In braced frames, on the other hand, trussing or triangulation of the frame is used to achieve lateral stability. The trussing is usually achieved by inserting diagonal members in the rectangular bays of the frame. If single diagonals are used, they serve a dual function, acting in tension for the lateral loads in one direction and in compression when the load direction is in the opposite direction. Because tension members are generally more structurally efficient, the frame is sometimes braced with a double set of diagonals (called "X-bracing"). In any event, the trussing causes lateral loads to induce only axial force in the members of the frame, as compared to the behavior of the rigid frame. It also generally results in a frame that is stiffer, having less deformation than the rigid frame.

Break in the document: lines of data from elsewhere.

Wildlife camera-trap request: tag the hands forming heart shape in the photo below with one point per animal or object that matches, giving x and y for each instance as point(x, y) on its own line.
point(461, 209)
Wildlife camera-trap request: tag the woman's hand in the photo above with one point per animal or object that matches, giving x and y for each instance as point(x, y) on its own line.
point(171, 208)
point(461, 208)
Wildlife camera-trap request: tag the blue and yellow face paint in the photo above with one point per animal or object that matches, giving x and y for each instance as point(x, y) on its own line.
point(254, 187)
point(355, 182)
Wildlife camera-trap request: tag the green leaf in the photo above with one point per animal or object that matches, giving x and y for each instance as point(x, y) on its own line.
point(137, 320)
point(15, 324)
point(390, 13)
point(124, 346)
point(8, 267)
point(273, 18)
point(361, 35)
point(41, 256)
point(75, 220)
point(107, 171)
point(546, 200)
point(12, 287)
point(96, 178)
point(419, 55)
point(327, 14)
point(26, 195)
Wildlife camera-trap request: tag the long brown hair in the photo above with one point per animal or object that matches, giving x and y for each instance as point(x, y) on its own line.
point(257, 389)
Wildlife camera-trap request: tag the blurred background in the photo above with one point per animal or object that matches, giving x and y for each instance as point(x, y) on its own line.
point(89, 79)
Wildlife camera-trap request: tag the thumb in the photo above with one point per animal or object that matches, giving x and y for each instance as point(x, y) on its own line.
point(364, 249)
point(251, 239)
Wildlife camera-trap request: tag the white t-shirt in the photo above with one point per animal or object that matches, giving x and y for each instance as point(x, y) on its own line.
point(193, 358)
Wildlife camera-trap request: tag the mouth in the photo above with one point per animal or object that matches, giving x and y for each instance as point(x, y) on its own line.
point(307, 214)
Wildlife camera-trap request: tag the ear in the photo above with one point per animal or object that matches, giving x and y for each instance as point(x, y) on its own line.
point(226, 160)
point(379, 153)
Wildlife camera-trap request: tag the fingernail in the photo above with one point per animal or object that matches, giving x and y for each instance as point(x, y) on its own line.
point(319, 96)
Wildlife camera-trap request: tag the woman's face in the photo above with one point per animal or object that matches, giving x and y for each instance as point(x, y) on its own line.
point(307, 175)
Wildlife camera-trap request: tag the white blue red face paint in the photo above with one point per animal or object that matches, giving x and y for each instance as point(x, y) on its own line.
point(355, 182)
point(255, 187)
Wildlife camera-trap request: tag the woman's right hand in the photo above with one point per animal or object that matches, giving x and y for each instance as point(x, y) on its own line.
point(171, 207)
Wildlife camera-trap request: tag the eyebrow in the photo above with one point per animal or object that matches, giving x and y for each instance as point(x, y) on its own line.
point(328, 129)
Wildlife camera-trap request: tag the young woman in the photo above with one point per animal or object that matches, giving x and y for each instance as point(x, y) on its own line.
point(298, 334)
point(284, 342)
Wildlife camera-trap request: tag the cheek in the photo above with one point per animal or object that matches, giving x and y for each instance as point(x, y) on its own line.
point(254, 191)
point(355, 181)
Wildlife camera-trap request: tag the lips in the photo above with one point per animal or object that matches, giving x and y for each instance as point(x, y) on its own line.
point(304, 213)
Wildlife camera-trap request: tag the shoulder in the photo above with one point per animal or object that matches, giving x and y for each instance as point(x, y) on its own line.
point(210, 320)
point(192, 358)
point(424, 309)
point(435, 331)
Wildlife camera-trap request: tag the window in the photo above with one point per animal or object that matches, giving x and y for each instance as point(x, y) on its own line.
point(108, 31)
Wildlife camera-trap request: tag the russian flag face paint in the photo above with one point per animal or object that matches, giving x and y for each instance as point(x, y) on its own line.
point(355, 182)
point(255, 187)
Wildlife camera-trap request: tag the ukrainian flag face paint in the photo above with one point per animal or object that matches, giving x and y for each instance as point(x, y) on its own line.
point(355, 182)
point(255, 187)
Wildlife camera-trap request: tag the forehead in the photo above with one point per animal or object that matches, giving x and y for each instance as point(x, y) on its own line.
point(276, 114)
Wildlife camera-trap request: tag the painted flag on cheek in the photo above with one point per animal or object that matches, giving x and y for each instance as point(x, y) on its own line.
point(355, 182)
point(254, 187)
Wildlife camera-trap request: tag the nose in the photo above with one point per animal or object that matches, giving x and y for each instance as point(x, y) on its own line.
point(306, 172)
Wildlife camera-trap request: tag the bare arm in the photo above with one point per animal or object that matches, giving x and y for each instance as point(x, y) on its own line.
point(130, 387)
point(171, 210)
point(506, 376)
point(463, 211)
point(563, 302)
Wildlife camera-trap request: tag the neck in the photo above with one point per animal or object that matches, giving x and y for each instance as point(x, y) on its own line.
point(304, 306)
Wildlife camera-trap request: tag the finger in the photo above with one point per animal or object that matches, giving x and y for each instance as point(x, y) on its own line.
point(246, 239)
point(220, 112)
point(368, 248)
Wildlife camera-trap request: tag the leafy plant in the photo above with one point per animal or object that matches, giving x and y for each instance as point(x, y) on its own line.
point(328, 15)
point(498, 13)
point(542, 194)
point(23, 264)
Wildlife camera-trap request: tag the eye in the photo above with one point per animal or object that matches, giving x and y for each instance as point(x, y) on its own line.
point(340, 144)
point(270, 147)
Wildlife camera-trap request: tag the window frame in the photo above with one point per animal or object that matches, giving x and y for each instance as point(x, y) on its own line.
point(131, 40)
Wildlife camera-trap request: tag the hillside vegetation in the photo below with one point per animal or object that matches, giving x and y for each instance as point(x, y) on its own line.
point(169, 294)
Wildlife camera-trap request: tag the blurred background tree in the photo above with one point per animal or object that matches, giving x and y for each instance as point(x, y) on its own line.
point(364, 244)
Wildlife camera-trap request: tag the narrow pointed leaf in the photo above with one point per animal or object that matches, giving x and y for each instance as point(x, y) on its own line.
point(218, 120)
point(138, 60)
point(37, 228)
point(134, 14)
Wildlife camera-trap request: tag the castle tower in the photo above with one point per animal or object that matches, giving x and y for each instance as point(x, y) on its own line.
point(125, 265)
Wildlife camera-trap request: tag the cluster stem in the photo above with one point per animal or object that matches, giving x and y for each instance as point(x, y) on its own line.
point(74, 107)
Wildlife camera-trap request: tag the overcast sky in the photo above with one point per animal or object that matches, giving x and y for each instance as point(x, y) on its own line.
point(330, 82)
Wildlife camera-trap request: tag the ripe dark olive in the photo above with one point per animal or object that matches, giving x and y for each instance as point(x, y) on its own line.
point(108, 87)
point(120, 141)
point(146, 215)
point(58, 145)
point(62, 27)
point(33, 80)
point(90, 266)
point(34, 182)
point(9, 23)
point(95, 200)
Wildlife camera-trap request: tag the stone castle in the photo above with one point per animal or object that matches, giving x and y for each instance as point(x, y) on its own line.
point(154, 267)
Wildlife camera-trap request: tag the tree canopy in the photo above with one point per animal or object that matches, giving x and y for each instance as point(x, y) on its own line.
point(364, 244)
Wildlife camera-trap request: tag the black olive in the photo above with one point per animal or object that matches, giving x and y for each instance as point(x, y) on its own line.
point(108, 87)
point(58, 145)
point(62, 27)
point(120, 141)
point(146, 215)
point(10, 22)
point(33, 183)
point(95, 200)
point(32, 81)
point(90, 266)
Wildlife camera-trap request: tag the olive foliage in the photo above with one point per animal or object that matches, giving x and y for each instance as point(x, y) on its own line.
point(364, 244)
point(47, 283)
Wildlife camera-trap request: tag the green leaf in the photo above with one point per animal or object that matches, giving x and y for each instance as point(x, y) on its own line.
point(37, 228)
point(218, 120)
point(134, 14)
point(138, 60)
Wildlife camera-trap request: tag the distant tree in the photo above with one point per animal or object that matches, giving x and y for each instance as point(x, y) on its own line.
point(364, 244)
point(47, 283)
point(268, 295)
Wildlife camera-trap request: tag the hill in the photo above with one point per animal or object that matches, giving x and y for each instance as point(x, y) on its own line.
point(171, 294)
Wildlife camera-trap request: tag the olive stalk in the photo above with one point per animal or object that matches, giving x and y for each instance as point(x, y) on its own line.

Significantly, in designing a structure to resist lateral loads, it is not necessary to brace every individual bay of the rectangular frame system. Usually, sufficient bracing is achieved by bracing only a few bays, or even only a single bay. Trussing tends to produce a structure that has a overall stiffness somewhere between that of a stiff diaphragm (shear wall) and that of the flexible moment-resistive frame.
Another major consideration in designing a structure subject to, for example, earthquakes is the detailing of construction connections so that the building is quite literally not shaken apart by earthquake. With regard to the structure, this means that the various separate elements must be positively secured to one another.
According to the prior art, for example, when using trussed structures, it was necessary to ensure that the structure itself is "tight." That is, connections should be made in a manner to assure that they will not be initially free of slack and will not loosen under load reversals or repeated loadings. This meant avoiding connections that are loose or which allow movement between the structural members. Avoiding loose connections is particularly important in systems subject to dynamic loading since relative movement between the structural members leads to increased wear and deterioration of the connection.
As is well known in the art, a zero resistance rotation may be introduced into a structure during the erection of rigidly braced frames. Specifically, certain initial column-girder connections may be constructed to permit rotation at the girder support during the application of a superimposed dead load. After the initial load application, however, a final fixed connection of the columns is installed to prevent free rotation under any additional loading.
Movement in connections or slip response has also been proposed in seismic base isolation systems. In such systems, rigid body motion of the entire structure due to sliding of the foundation provides a constant frictional resistance.
In some other cases it is desirable to allow for some degree of independent motion of selected parts of a structure. In particular, it is desirable to use separation joints to secure various nonstructural elements, such as window glazing, to the structure. These joints permit some degree of independent movement of the nonstructural elements to prevent undesired transfer of force to these elements.
Another type of earthquake resistant system involves "active control". In these systems, a motion sensor detects motion of the structure and activates active controls, such as actuators or other mechanical devices, which counteract the motion. Active control systems are expensive and require maintenance for the electro-mechanical components.